(14 de julio, 2015).- La realización y remuneración del trabajo ha dependido de los roles de género desde hace mucho tiempo; ahora a pesar de las batallas ganadas por las féminas, siguen cayendo en números menos favorables cuando de trabajo pagado se trata.
En datos arrojados en la Encuesta Nacional sobre Uso del Tiempo (Enut) elaborada por el Instituto Nacional de Estadística y Geografía (Inegi), en colaboración con el Instituto Nacional de las Mujeres, la Enut especificó que 55.4 por ciento de las horas dedicadas al trabajo por los mexicanos, y que aportan a la economía nacional, no les significa ingreso en forma de pago, indicó el organismo.

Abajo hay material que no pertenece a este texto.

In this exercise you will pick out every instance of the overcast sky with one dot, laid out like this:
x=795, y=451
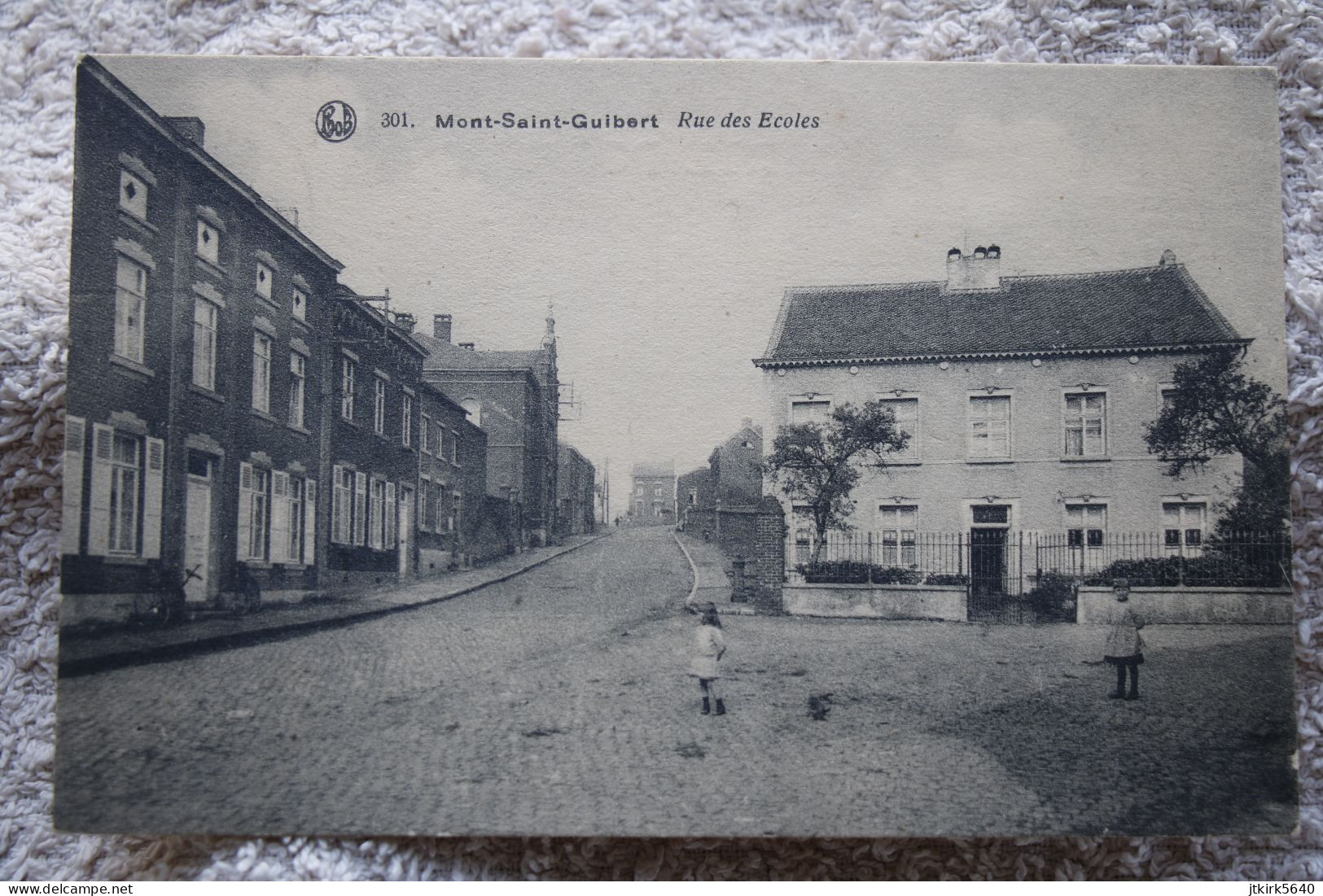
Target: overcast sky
x=666, y=252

La Enut encontró que del total de horas dedicadas al trabajo, remunerado y no pagado, por género las mujeres contribuyen con casi 60 por ciento, mientras los hombres participan con poco más del 40 por ciento restante. Pero la inequidad se acentúa más si se considera sólo el trabajo no remunerado de los hogares, porque el género femenino de 12 años y más triplica la contribución realizada por los hombres.
Según los resultados de la encuesta, en las comunidades indígenas se hace más profunda esa situación, porque el trabajo no remunerado tanto de hombres como de mujeres representa 58.6 por ciento del tiempo total dedicado a laborar, aunque no se especifica que las formas de producción campesina no se avienen al modo capitalista.
De esta forma, la Encuesta Nacional sobre Uso del Tiempo detectó que en las comunidades indígenas el trabajo no remunerado realizado por mujeres es prácticamente cuatro veces mayor al que realizan los hombres.
Las mayores diferencias en la utilización del tiempo entre géneros se observa en la participación en juegos y aficiones, donde los hombres rebasan en más de una hora a las mujeres en promedio semanal.